The study, which took place in Madagascar’s Ranomafana National Park, analysed a total of 420 dental impressions taken from 189 unique individuals between 2003 and 2010. 270 age estimates were calculated during the course of study, based on the wear rates of the mammals’ teeth.
“We found that wild brown mouse lemurs can live at least eight years. In the population that we studied, 16 per cent lived beyond four years of age,” Zohdy explains. “And we found no physical signs of senescence, such as greying hair or cataracts, in any wild individual.”
Hormone analysis of fecal samples from the mouse lemurs was also undertaken, and results revealed that there was no difference in testosterone levels between males and females. Ordinarily in most vertebrates, males tend to die first, so this is an unusual finding. Zohdy explains, “While elevated male testosterone levels have been implicated in shorter lifespans in several species, this is one of the first studies to show equivalent testosterone levels accompanying equivalent lifespans.”
Mouse lemurs are endemic to Madagascar and are the world’s smallest primate[s]. Although captive grey mouse lemurs can live beyond the age of 12, it is still not known what causes them to show earlier signs of senescence.
It is also not known why brown mouse lemurs in the wild have a much greater longevity than other animals of the same size. Zohdy suggests that the fact that wild mouse lemurs hibernate for half of the year could possibly boost their life span, but further research is needed to explain the findings.
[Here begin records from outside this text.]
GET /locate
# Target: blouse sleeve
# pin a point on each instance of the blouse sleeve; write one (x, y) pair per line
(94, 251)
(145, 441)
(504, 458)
“Our results do not provide information about wild brown mouse lemurs that can be directly compared to senescence in captive grey mouse lemurs,” she says. “Further research, using identical measures of senescence, will help to reveal whether patterns of physiological senescence occur consistently across the genus and in both captive and wild conditions.”
This video says about itself:
29 October 2014
Emory University biologist Sarah Zohdy studies mouse lemurs, the world’s smallest primates, in Madagascar’s Ranomafana National Park. The video shows a pregnant brown mouse lemur at night. “I saw her leap and catch a moth out of mid-air,” Zohdy says. “She then stopped a moment in the trees to clean off her mouth, hands and face, which is what you see on this video.”